Stewart also lambasted the media for its credulous reporting on the few Republicans that made a point of advertising their opposition to aspects of the legislation – dismissed by Trump himself as self-promoting “grandstanders” – only to then vote “yes.”
The host argued that the arguments they put forward were “scripted to allow certain senators plausible deniability, without putting any part of that agenda actually at risk.”
He continued: “It should have been clear that this bill, like everything else, was going to pass on the day they said it was going to pass, that the ‘no’s’ for the bill were for show.”
Stewart went on to present interview clips of GOP senators Josh Hawley, Ron Johnson, Tim Burchett, and Lisa Murkowski speaking out before performing complete U-turns in the chamber to wave the bill through.

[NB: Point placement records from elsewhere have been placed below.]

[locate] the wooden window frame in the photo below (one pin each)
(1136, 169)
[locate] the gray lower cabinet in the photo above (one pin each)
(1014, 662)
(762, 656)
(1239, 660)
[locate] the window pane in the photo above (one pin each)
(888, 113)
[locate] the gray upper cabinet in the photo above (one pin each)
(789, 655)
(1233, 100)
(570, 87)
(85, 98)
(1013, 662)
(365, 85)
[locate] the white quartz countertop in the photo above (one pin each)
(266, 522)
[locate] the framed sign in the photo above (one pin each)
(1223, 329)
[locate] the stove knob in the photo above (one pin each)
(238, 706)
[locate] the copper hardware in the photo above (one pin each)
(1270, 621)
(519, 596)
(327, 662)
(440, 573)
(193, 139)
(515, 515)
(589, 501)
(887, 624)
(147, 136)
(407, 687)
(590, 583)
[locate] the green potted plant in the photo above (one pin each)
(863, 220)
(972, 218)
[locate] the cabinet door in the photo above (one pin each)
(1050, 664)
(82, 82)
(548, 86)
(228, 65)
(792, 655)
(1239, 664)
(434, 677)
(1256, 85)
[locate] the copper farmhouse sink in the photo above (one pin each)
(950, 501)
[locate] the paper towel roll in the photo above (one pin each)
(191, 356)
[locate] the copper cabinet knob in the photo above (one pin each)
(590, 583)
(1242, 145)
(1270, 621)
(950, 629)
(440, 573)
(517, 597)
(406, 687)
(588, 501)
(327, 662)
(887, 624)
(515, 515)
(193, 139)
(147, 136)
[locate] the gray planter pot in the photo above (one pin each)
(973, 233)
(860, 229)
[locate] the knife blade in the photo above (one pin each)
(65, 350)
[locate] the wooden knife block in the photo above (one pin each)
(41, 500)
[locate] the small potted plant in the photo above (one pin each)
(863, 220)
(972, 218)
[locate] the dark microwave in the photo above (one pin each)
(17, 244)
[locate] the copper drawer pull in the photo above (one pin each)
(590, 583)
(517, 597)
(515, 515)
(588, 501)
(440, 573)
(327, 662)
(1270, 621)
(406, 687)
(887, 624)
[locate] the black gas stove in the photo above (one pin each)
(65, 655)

“It’s all pro wrestling!” the host observed bitterly. “The only difference between that vote and wrestling is that wrestling is fun and takes actual courage.”
Incensed and exasperated, Stewart further derided the senators’ House counterparts, Steve Scalise, Pat Fallon, and Troy Nehls, for pushing through a “bulls*** gospel of austerity” to justify the bill’s passage, noting that Nehls was seen smoking a cigar while backing a bill that deprives American citizens of healthcare and school lunches.
“So that’s the pitch,” he concluded. “Somehow, it is fiscally irresponsible to build a stronger floor for everyone to stand on if it may, in any way, lower the already astronomical ceiling height experienced by the rare few.
“This bill is the most f***ed up performance review our country could ever deliver.”